あなたに恋する保健室
「どうした? なんかあったか?」
「先生、あれ……グラウンド、倒れてる人います」
 窓側の席に座る女子がそう言って窓の方を指差す。
 俺は確かめるために教壇を降りて窓を開けて見てみる。
「……優希!」
 あの後ろ姿は優希だ。
 周りには体操服の生徒たち。シャツのラインの色からして高二のクラスか。
 誰も大人がいない。きっと岡野先生が救急に電話をしてくれているだろうから俺ができることは──
「すまん、みんな。ちょっと自習していてくれ。応援行ってくる」
 俺は考えるより先に身体が動いていた。
 運良く授業していた教室は玄関に近かったから、柄にもなく全力で走ってグラウンドに駆けつけていた。

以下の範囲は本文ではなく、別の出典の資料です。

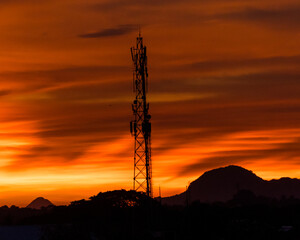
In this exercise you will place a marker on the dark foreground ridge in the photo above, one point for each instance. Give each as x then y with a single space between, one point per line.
131 215
222 184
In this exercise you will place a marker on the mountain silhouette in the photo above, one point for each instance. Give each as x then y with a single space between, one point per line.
39 203
222 184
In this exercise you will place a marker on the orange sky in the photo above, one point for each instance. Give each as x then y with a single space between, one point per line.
224 88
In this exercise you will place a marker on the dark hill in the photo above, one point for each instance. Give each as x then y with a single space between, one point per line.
39 203
223 183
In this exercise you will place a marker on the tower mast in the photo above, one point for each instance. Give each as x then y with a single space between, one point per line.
140 127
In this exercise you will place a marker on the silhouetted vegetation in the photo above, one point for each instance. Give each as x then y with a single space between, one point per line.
131 215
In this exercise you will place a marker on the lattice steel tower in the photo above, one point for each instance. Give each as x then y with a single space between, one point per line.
140 127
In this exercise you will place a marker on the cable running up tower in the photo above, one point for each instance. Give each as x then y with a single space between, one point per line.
140 127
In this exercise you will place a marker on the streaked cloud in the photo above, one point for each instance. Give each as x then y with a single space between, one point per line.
111 32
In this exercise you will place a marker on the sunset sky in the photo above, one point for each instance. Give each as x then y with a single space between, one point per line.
224 88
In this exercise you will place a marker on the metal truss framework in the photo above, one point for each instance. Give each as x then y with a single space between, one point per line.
140 127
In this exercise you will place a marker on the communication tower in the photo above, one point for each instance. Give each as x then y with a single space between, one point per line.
140 127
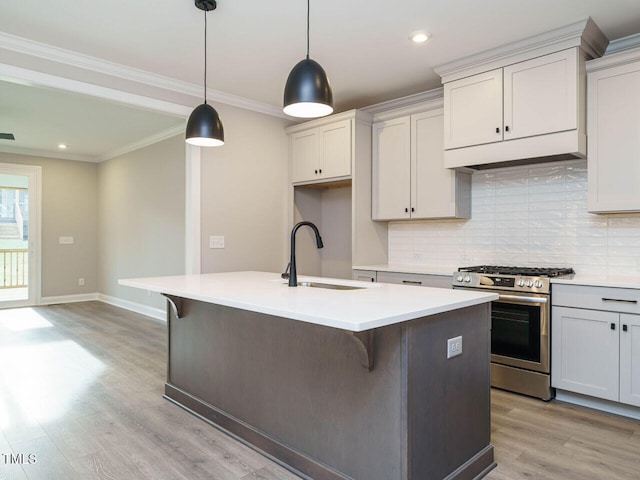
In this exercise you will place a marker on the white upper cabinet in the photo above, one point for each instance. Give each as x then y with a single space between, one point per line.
409 178
541 95
473 112
391 169
523 101
335 149
321 153
614 133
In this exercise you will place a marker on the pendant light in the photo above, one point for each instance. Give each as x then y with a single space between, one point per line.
307 93
204 127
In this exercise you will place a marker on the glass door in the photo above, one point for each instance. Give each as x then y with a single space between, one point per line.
19 236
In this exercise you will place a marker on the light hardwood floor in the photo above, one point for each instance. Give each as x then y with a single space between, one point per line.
81 389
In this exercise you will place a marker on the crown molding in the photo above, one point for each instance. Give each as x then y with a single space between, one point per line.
145 142
32 152
24 76
62 56
416 103
623 44
623 57
583 34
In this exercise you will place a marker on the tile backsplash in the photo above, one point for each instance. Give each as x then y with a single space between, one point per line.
534 215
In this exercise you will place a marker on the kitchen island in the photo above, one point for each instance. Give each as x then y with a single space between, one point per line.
350 382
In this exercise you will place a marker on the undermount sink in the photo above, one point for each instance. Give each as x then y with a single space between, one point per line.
330 286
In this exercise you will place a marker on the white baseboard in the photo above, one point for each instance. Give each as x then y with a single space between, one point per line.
82 297
153 312
598 404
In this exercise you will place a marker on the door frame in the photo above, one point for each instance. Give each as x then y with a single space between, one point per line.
34 288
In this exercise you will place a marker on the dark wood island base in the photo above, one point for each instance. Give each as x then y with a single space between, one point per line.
298 392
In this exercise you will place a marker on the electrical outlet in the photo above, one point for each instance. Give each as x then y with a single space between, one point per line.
454 347
216 241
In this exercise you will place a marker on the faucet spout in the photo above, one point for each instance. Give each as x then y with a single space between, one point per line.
293 276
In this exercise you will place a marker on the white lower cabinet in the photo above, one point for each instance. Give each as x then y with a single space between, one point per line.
596 352
630 359
585 352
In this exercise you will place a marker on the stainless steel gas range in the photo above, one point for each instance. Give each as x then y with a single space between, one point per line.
520 324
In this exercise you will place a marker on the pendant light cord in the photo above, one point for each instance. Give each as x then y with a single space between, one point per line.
308 6
205 56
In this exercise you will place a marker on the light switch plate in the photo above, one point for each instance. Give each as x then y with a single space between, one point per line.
454 347
216 241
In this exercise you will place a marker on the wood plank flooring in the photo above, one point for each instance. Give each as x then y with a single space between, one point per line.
81 390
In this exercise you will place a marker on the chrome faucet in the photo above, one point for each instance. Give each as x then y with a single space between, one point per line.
293 275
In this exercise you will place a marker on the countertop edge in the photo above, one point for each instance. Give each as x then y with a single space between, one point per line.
477 299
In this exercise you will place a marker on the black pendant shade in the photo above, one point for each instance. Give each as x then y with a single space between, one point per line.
204 127
308 92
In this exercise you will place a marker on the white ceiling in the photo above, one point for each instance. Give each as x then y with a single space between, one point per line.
93 129
362 44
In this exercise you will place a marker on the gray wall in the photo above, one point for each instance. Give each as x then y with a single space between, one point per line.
69 208
244 194
141 202
127 214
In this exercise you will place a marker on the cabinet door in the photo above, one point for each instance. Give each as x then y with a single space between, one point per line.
305 155
335 149
630 359
473 110
540 95
391 176
614 139
584 352
434 188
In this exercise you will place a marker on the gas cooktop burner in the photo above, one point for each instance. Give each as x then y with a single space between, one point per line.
525 271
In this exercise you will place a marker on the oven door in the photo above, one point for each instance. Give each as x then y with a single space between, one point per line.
520 331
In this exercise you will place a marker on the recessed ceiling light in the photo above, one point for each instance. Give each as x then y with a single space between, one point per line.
419 36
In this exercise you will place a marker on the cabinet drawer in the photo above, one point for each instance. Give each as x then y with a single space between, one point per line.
624 300
416 279
364 275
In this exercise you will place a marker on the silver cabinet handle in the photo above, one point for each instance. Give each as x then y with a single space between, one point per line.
518 298
619 300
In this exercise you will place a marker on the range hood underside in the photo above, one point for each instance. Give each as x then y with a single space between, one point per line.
523 151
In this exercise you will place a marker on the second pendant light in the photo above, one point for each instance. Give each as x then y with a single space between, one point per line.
307 93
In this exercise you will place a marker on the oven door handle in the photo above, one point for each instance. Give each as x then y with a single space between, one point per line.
518 298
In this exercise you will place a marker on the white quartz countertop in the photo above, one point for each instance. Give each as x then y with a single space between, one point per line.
375 305
616 281
420 269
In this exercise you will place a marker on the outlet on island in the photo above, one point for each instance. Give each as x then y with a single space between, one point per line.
216 241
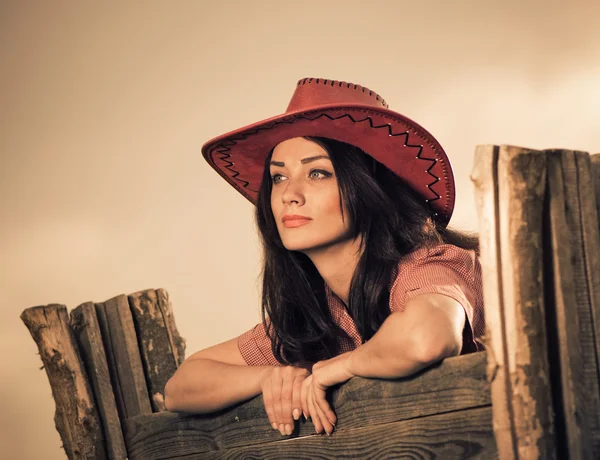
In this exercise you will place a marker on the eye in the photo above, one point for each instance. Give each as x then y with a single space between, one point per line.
276 178
319 174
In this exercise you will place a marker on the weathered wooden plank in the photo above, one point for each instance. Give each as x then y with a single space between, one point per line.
87 331
484 176
595 162
521 189
159 341
177 341
574 437
76 416
453 436
585 247
123 355
458 383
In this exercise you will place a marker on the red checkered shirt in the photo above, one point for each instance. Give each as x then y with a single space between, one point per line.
443 269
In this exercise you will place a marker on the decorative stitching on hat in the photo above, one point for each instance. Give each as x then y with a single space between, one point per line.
305 81
224 147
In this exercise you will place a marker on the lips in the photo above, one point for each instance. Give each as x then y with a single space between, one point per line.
294 220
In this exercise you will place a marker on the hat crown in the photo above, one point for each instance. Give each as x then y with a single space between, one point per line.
314 92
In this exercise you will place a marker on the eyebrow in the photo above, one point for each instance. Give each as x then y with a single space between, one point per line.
303 161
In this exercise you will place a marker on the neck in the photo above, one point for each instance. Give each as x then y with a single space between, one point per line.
336 265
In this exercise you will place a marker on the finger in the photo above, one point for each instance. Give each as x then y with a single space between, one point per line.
303 396
314 416
326 424
276 391
268 401
321 401
286 404
296 395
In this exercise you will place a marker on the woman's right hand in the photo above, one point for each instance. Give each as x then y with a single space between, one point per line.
281 387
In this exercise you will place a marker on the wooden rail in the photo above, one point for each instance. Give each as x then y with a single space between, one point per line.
534 393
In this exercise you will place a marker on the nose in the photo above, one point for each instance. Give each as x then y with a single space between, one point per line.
293 193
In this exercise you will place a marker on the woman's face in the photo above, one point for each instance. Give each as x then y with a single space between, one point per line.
304 185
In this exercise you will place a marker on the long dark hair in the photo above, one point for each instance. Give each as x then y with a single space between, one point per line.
393 221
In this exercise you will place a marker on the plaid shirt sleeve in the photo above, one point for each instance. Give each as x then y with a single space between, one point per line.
255 347
449 270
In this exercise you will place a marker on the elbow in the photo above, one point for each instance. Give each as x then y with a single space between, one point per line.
430 347
170 396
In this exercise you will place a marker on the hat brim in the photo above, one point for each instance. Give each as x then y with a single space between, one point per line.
402 145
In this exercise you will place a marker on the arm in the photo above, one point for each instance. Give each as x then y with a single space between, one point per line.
428 330
212 379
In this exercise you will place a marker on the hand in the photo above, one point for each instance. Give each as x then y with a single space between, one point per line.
281 387
324 375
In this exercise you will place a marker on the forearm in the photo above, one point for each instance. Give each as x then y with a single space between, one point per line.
203 385
404 344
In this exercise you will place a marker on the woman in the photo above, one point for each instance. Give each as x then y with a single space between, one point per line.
361 276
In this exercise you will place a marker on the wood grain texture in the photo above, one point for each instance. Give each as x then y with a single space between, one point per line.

 優希と最近連絡取れてないな、保健室に顔を出すのが気まずくなってしまったからどうしたらいいかわからないだとか、そんなことは忘れていた。
 今はただ、優希の助けになりたかった。
「いち、にっ、さん、しっ……」
 現場に到着すると、その場の雰囲気が緊迫しているのが肌でわかる。
 よく頑張った。
 あとでそう言って思いっきり抱きしめたい。
 俺は胸元を緩め、腕まくりをして優希の肩を掴んだ。
「えっ」
「代わる」
「なんで……京ちゃ、舘山先生が」
 俺は無我夢中で心臓マッサージをした。
 こんなこと、研修でしかしたことないのに。恐れることはなかった。
 優希が隣にいれば、どんなことも怖くない。そう思った。